The United States has announced sanctions against Emmerson Mnangagwa Jr, the son of Zimbabwe’s President Emmerson Mnangagwa, ahead of a summit of African leaders in Washington, DC.
The penalties against Mnangagwa Jr were laid out in a US Treasury Department press release on Monday, alongside sanctions for three other individuals and two entities.
“The Zimbabwe sanctions programme targets human rights abusers and those who undermine democratic processes or facilitate corruption.
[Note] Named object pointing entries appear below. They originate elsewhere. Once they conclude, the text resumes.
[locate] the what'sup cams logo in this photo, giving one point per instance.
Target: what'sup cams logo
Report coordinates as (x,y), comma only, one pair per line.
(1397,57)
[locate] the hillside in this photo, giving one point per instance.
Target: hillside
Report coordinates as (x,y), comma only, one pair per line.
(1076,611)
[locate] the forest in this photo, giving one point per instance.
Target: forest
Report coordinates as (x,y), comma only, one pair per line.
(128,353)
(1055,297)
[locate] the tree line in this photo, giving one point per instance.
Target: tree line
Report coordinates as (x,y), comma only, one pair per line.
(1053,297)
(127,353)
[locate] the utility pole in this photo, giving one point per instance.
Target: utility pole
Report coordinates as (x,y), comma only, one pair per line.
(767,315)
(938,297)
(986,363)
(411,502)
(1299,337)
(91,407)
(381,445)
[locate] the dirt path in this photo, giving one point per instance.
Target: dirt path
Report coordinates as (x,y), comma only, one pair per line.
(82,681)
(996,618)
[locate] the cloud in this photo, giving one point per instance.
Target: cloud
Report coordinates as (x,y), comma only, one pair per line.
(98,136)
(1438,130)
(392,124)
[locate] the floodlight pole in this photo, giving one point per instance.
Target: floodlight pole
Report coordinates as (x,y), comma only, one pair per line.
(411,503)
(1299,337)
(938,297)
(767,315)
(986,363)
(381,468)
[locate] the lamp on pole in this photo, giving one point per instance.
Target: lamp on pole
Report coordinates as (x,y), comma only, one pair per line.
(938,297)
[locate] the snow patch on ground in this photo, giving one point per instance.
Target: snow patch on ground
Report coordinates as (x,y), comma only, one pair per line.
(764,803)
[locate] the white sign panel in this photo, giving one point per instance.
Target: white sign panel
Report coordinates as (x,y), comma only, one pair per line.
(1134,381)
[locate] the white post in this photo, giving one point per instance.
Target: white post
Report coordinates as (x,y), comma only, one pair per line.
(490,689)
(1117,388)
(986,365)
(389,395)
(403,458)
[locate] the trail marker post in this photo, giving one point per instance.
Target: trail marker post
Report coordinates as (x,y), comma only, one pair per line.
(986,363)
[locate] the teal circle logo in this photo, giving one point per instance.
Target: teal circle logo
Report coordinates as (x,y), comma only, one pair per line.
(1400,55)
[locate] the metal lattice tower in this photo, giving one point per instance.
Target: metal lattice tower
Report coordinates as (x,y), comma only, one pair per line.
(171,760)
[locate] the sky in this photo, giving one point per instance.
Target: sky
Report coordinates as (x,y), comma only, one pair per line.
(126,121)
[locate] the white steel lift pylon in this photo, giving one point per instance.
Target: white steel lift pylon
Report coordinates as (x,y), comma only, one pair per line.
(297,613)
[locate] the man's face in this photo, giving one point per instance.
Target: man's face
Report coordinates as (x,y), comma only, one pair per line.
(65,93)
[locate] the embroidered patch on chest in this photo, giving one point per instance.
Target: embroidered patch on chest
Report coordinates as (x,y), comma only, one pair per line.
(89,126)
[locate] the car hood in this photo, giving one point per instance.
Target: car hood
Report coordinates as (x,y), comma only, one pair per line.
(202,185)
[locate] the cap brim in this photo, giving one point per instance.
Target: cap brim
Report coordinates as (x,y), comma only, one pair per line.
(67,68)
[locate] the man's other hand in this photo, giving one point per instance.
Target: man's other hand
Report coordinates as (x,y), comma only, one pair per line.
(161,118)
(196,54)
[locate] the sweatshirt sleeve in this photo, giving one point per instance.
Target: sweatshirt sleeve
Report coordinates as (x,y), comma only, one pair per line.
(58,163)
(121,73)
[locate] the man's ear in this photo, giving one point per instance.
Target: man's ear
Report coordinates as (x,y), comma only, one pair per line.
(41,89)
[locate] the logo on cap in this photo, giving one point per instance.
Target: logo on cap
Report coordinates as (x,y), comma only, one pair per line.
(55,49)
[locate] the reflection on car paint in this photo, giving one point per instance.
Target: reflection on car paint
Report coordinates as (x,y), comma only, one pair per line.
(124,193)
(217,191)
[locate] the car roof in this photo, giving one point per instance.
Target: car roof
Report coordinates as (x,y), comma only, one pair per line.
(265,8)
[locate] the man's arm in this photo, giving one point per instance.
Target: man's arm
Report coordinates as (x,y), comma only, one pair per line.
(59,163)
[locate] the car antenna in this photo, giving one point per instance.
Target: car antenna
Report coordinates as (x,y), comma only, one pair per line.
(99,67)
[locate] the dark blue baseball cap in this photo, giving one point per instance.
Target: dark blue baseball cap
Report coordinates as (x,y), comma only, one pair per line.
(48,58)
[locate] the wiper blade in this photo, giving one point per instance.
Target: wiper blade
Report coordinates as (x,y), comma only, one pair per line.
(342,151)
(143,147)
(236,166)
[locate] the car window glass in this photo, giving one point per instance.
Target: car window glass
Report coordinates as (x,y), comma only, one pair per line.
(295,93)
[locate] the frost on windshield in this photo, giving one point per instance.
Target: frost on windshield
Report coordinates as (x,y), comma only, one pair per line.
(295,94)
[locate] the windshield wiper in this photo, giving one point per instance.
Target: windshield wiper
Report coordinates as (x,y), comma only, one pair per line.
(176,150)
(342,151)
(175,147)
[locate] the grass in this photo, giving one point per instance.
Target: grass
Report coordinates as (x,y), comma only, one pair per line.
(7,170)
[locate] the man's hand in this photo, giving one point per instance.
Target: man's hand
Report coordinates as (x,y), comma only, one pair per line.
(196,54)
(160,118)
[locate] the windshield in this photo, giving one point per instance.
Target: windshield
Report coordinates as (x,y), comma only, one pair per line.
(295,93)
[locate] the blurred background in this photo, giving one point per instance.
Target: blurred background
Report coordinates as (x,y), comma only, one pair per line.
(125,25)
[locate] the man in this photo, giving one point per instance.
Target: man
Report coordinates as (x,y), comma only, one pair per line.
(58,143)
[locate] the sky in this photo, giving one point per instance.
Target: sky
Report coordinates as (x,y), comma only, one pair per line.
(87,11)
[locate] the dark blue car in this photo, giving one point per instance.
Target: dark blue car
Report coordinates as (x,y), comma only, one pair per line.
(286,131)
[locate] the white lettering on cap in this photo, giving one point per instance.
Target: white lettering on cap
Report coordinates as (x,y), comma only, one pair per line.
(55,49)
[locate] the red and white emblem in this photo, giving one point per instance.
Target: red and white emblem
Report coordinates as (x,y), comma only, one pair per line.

US sanctions do not target the Zimbabwean people, the country of Zimbabwe, or Zimbabwe’s banking sector,” the press release states.
The sanctions come one day before US President Joe Biden is scheduled to host a summit of African leaders in Washington, DC, to discuss issues such as climate change and food insecurity. About 50 African leaders are expected to participate.
The US Treasury alleged that those targeted by Monday’s sanctions were tied to the businessman Kudakwashe Tagwirei and his Sakunda Holdings company.
Tagwirei is accused of using his wealth to cultivate relationships with high-level government officials, receiving state contracts and access to hard currency in exchange for luxury items such as expensive cars. He was sanctioned in 2020.
The sanctions freeze the US assets of those designated and generally bars Americans from engaging in business dealings with them.
Mnangagwa Jr’s father, the Zimbabwean president, had his own US assets blocked in 2003 after the administration of then-President George W Bush sanctioned him for “undermining democratic processes or institutions in Zimbabwe”.
Monday’s announcement alleged that Mnangagwa Jr has been in charge of business interests owned by his father and related to Tagwirei.
In addition to Mnangagwa Jr, sanctions also hit Tagwirei’s wife Sandra Mpunga, as well as Sakunda’s chief marketing and public relations officer Nqobile Magwizi and Obey Chimuka, a business partner of Tagwirei.
Chimuka owns the civil works company Fossil Contracting and is the director of the agricultural chemical company Fossil Agro. Both firms were also sanctioned in connection to Tagwirei and his business.
“We urge the Zimbabwean government to take meaningful steps towards creating a peaceful, prosperous, and politically vibrant Zimbabwe, and to address the root causes of many of Zimbabwe’s ills: corrupt elites and their abuse of the country’s institutions for their personal benefit,” the Treasury’s undersecretary for terrorism and financial intelligence, Brian Nelson, said in Monday’s statement.